No mês de março, do corrente ano, subíamos a este púlpito para fazer uma declaração política abordando a vivência dos Cidadãos caboverdianos que em 1975, ano da nossa Independência, abraçaram a nossa causa maior, que de forma voluntária entravam para as fileiras das nossas forças armadas, fazendo parte daqueles que hastearam a Bandeira Nacional e mantendo de prontidão as condições mínimas da Defesa Nacional.

Passados todos estes meses, eis-nos hoje, mais uma vez, a fazer ecoar as mesmas palavras da declaração política da altura para reforçarmos, politicamente, a ideia de que aqueles que serviram e servem a Pátria não deverão nunca ser esquecidos.

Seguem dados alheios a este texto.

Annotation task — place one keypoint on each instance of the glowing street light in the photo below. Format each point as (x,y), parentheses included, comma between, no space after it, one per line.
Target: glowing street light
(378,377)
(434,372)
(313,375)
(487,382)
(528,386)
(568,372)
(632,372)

A Pátria é mãe, e como tal, não pode nunca olvidar os feitos dos seus filhos, principalmente aqueles que em momentos difíceis na vida do Pais foram de livre e espontânea vontade colocar-se à disposição das Ilhas as suas próprias vidas.

É de todo interessante aqui relembrar, que naquela altura, as condições eram, muitas vezes, indiscritíveis, dado a grande fragilidade socioeconómica que Cabo Verde se apresentava.

Os jovens, de então, não olharam para o que o Pais poderia lhes dar, mas sim, deram tudo o que tinham ao País ao ponto de uma parte deles terem hipotecado o seu próprio futuro.

Passados todos estes anos, quarenta e quatro, pensamos ter chegado a altura de se reconhecer este feito heroico destes soldados que na ânsia de terem um Pais Independente não pouparam esforços, posicionando-se ao lado de uma parte significativa dos caboverdianos na época que almejavam a Independência.

Deram tudo de si e nada receberam em troca!

Move-nos enquanto Partido Político, e ao mesmo tempo, enquanto, Cidadãos deste País, o reconhecimento deste feito, que consideramos nobre e de muita valentia.

Trata-se de uma atitude sublime que deve merecer o destaque necessário, para que outros Jovens, agora, possam tomar como referência, em momentos ímpares, a atuação dos que hoje, Senhores de cabelos brancos, que ontem foram Jovens, cujo a única vontade/desejo era a defesa e a soberania do Povo das Ilhas em todas as suas vertentes, deixando para segundo plano as suas ambições pessoais.

Senhor Presidente da Assembleia Nacional,

O Pais que hoje temos, não é nem de perto nem de longe o que tínhamos ontem, pois só para se ter uma ideia, em 1975 tínhamos um produto interno bruto que rondava os cento e trinta milhões de dólares Americanos. Hoje este mesmo PIB ascende a valores que rondam os 2 mil milhões de dólares, isto é, cerca de 15 vezes mais ao que era na altura.

É um feito extraordinário, e tudo isso, teve a colaboração sem sombra de dúvidas destes Jovens soldados de então.

Atualmente, alguns destes Cidadãos passam por situações difíceis, quer a nível económico, quer a nível da saúde. Chegamos a ter alguns destes Cidadãos a viverem junto à porta da Igreja, por não terem outra alternativa de vida.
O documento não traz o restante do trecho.